Now, I have attended and presented at conferences before, during my American Studies degree. But, this one had a different feel – I was there because I was ‘working’ for the Florida Book Awards and for myself as a future professional in this field. Therefore, as a newbie/first-timer I’d like to take a minute and rehash the things I learned, liked and loathed about FLA2010. (I’ll try to make this short…)
The library profession is alive and well. YAY! Job prospects, right? Well, maybe. There were more than a few recent graduates wandering the halls, hoping to meet the right person and get a job offer. It was encouraging to see so many folks absolutely excited and pleased with their jobs, something we all hope for! Although I missed the panel on “Interview and Job Application Strategies” my dear friend Jessica took some great notes, and the bottom line is… get experience. Volunteer. Now all I have to do is find a way to do that while working full time in student services. 😉
Also, I learned that Web 2.0 is not just a catch phrase in the information professions. This is the wave of the future people. The great thing about being involved in libraries is that Information Literacy is being taken seriously and we are receiving the training to be able to share that knowledge with the “have-nots.” One of my favorite sessions was the “Tagging Your World” tutorial with The Shifted Librarian, Jenny Levine. I didn’t necessarily learn anything new in the session, but it made me feel good to know that Web 2.0 tools that I am proficient are going to be integral parts of the library of the future.
The conference felt very well put-together. There were a broad variety of topics covered in the sessions and after leaving the conference I feel like I have a better grasp on the field of librarianship. That’s the whole point of a conference right? Kudos, Florida Library Association. I tend to be pretty narrow minded in my studies/career goals/interests and being around all different types of professionals interested in different areas of the same field was really great.
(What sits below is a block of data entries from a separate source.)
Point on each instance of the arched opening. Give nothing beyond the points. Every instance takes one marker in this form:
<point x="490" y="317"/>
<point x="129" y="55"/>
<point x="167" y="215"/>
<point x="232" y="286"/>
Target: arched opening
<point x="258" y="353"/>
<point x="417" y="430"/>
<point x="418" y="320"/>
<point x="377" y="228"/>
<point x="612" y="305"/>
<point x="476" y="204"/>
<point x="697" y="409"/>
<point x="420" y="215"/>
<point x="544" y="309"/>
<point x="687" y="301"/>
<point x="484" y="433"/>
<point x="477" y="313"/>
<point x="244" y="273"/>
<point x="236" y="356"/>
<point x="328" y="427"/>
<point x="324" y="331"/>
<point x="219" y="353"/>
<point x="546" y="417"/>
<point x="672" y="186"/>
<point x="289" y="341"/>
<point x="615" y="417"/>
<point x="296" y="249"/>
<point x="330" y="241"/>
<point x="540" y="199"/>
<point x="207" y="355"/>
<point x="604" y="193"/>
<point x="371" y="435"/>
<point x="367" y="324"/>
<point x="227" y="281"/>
I enjoyed meeting Lauren Gibaldi in real life (Twitter friends for a while, dating a former college buddy of mine!) and hearing her point of view on Young Adult specializations in libraries. Of course, the highlight of many conferences is exactly that – meeting new people, colleagues and friends. To be honest, as social as I may seem via media (here and tweeting) I am actually quite shy and am ashamed to say I didn’t meet half as many people as I would have liked. There was some conference tweeting going on, and I would have loved to have a face to face conversation with some of my fellow twitterers. (Sorry all… next time? KIT!)
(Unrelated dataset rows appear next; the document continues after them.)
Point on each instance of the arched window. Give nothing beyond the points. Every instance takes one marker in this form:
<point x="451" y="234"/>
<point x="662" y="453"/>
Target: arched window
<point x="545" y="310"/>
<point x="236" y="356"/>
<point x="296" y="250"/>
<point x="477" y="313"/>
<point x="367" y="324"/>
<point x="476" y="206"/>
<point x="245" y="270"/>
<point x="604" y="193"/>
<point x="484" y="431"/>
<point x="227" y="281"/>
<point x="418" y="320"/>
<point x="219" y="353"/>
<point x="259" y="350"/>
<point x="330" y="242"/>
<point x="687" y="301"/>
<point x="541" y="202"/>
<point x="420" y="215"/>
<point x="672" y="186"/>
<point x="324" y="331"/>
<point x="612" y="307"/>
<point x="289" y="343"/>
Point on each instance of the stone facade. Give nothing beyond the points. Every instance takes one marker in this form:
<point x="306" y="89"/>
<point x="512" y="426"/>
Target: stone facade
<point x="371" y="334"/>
Perhaps the highlight of the 3 days was seeing Marilyn Johnson speak about her book “This Book is Overdue: How Librarians and Cybrarians Can Save Us All.” Although her talk is usually geared toward convincing people that libraries are and will remain useful, facts she didn’t need to prove to us, it was still insightful and great to hear that the journalism folks recognize and respect the work we do daily in the stacks. And she was just plain funny.
No free wifi. What?! Really? What kind of hotel hosts a conference knowing there will be hundreds of professional people chattering online and potentially saying good things about them, and yet doesn’t offer free wifi? Dislike, Rosen Plaza Hotel.
The structure of conference-going is exhuasting. And I’m a young, healthy dude to boot. The constant shifting from room to room, taking in loads of information and short breaks can be very draining. I propose that all conferences from now include a siesta/yoga/nap session in the afternoon.
Overall, I had a great time and am looking forward to many more opportunities to attend and present at conferences in the future.
ps. How important are conferences in your field? While I was at the conference this post came across ProfHacker discussing the usefulness of conferences.
pps. I was absolutely inspired and totally excited about what is going on at the Jacksonville Public Library. They are collecting and circulating zines (subcultural, short run publications) and are writing about it here and tweeting about it here. Dream job!